No entanto, os policiais relataram que a dupla iria comprar a droga do sujeito, e pagariam R$ 2 mil por 50 gramas de haxixe. Os jovens negaram ter conhecimento de que o conhecido fosse traficante, então as autoridades forçaram Felipe a expor o conteúdo de seu celular, que recusou. O menino alegou haver fotos íntimas de sua namorada, mas os policiais tiraram o aparelho de suas mãos e desbloquearam usando sua impressão digital. 

Após entrar no WhatsApp do suspeito sem seu consentimento, os agentes trocaram mensagens com Mateus se passando por Felipe e marcaram um encontro na praia de Copacabana. No entanto, em vez de efetuar a prisão assim que a droga foi entregue, os policiais seguiram o traficante até a sua residência. Lá, encontraram 223 gramas de haxixe e maconha, além de moedor de erva, caixas de seda, unidades de embalagem de borracha, isqueiro, rolo de filme plástico, cachimbos e duas balanças de precisão. Segundo Mateus, era tudo para consumo próprio. 

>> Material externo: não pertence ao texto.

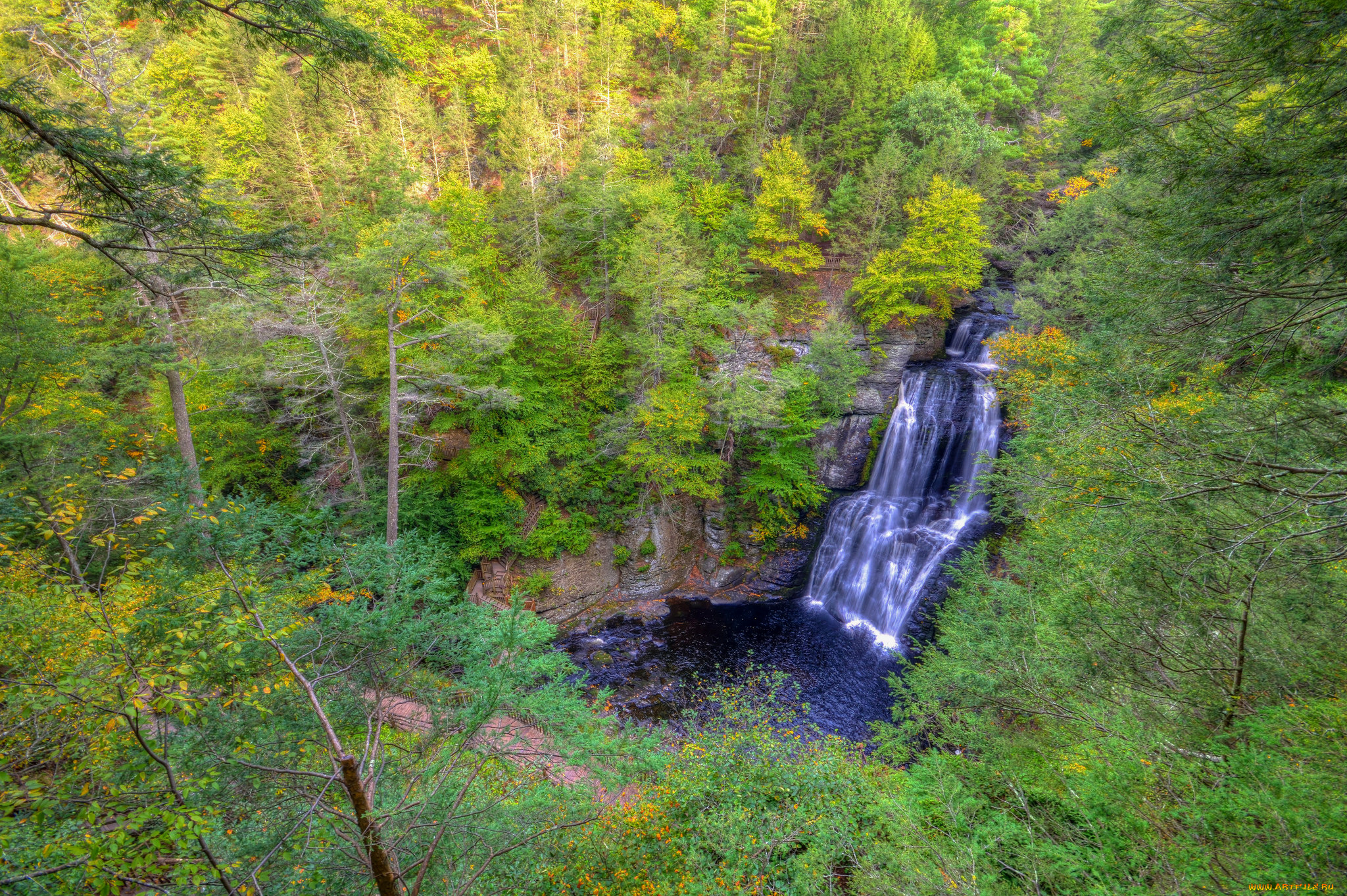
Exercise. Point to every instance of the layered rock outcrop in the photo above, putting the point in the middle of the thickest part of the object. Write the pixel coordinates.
(690, 536)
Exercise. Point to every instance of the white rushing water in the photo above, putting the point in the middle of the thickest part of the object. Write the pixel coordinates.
(884, 544)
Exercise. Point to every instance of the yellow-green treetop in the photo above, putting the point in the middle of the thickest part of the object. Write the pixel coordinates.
(941, 253)
(786, 212)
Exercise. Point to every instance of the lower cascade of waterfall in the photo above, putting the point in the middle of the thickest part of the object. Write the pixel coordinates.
(884, 544)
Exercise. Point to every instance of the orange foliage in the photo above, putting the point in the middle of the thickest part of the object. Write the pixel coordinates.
(1028, 362)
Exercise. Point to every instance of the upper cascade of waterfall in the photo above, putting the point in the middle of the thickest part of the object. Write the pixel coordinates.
(884, 544)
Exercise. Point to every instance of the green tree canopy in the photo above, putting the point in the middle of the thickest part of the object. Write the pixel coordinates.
(784, 213)
(941, 253)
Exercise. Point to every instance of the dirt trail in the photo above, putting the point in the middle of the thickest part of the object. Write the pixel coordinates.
(519, 743)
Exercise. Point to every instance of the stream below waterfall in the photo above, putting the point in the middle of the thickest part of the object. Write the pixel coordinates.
(880, 559)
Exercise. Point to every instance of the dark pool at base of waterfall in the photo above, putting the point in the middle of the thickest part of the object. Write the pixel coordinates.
(839, 672)
(880, 560)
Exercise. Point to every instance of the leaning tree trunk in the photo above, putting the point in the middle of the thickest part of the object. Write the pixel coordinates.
(162, 315)
(394, 427)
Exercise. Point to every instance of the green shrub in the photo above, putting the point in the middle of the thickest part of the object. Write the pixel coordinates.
(555, 533)
(534, 586)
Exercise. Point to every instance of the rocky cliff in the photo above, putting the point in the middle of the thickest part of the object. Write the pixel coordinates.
(690, 537)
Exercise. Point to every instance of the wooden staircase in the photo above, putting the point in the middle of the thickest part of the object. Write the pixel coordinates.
(492, 580)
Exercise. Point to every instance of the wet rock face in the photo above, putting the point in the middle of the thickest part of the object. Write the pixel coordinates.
(577, 582)
(677, 533)
(844, 447)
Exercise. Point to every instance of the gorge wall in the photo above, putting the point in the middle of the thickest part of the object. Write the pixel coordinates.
(690, 536)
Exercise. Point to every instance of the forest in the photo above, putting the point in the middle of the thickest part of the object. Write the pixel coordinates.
(314, 311)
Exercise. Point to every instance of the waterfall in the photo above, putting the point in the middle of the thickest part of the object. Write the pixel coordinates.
(884, 544)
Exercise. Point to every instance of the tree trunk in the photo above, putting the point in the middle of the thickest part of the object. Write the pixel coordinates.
(334, 384)
(182, 423)
(379, 864)
(162, 314)
(394, 425)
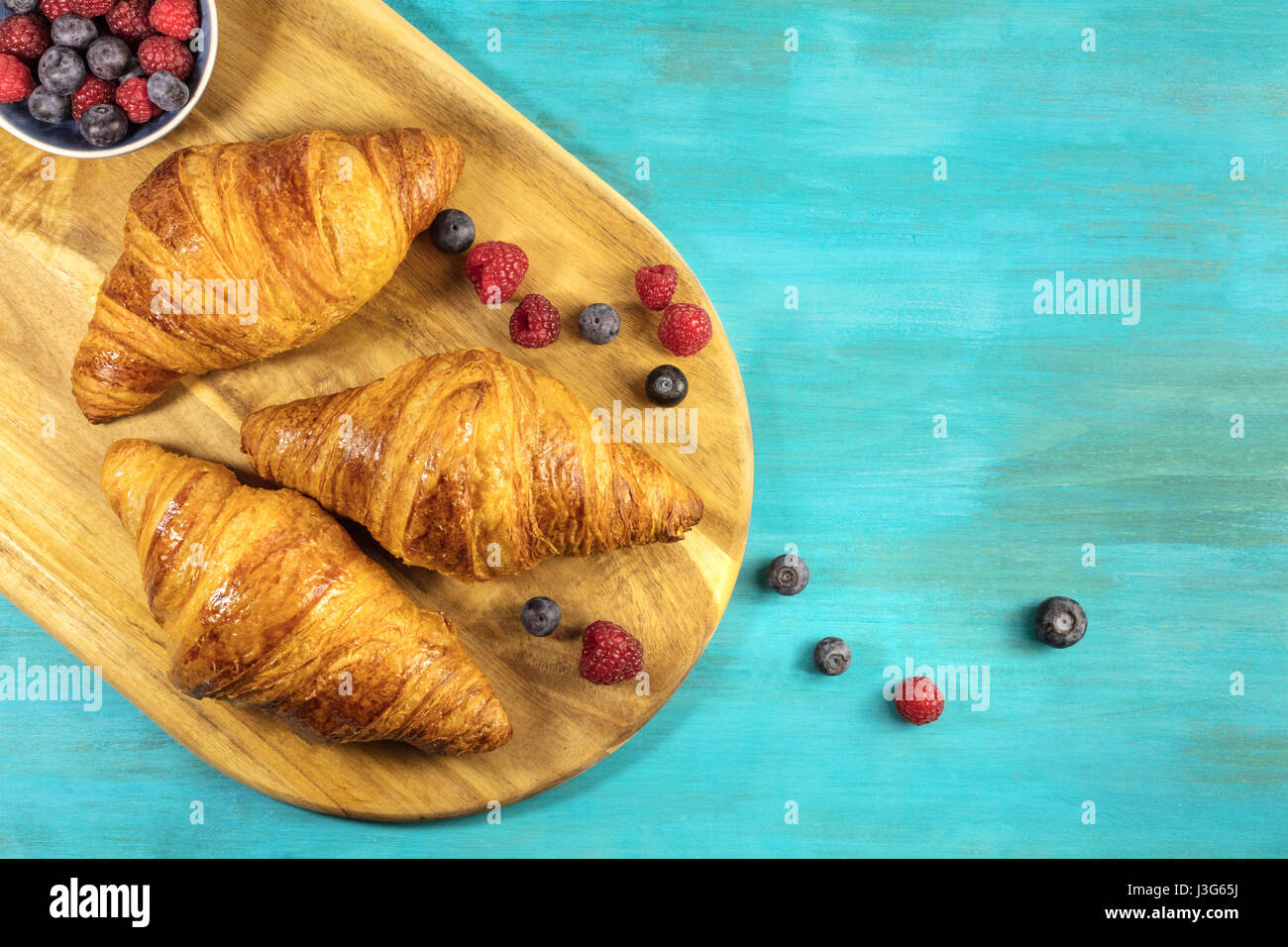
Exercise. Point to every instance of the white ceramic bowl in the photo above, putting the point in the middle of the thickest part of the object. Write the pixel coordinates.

O rapaz foi preso em flagrante e, mais tarde, teve sua prisão convertida em preventiva. A Justiça do Rio condenou ele a um ano e oito meses por tráfico privilegiado (situação em que pessoas enquadradas por tráfico de drogas são submetidas por serem réus primários).

Consequências

Houve discordâncias entre as partes envolvidas no processo. O relator, juiz Sidney Rosa votou a favor da ampliação da pena. Porém, tanto o desembargador Joaquim Domingo de Almeida Neto, quanto um terceiro juiz, votaram pela anulação das provas, o que resultou na absorção do carioca. Segundo Almeida Neto, a prisão só foi concretizada por conta das ações ilegais das autoridades de acessar o WhatsApp do suspeito. 
 
“A apreensão de drogas se deu tão somente em razão do acesso indevido às mensagens no aparelho celular, que provocou a ida dos policiais à residência do réu, não havendo contra ele, até então, qualquer investigação, tampouco mandado de busca e apreensão que justificasse a busca realizada em sua residência”, afirmou o desembargador. 
 
Para o magistrado, a conduta dos agentes em questão violou o inciso XII do artigo 5º da Constituição Federal, que diz ser “inviolável o sigilo da correspondência e das comunicações telegráficas, de dados e das comunicações telefônicas, salvo, no último caso, por ordem judicial”. Além disso, em fevereiro de 2018, o STJ constatou que a obtenção de provas através de conversas sem a devida ordem seria considerada ilícita. 
Para o advogado de Mateus, Rafael Borges Caetano, a situação em que seu cliente foi submetido não é incomum. “Essa situação acontece aos montes. O difícil não é provar (o acesso ilegal ao WhatsApp), mas, sim, fazer a Justiça reconhecer que essa ilegalidade contamina a ação condenatória”, disse. 

Henrique Rocha, advogado especialista em direito digital, confirmou que casos como este deveriam resultar em absolvição, como ocorreu. “Ninguém é obrigado a conceder acesso ao aparelho ou ao WhatsApp, seja em uma batida policial ou em uma averiguação. Quando se trata da inviolabilidade de sigilo das comunicações, pode parecer uma frivolidade, algo banal, mas a própria Constituição Federal garante a tutela desses direitos”, comunicou o especialista. 

* A matéria preservou o nome dos jovens envolvidos, seguindo o exemplo do portal Uol.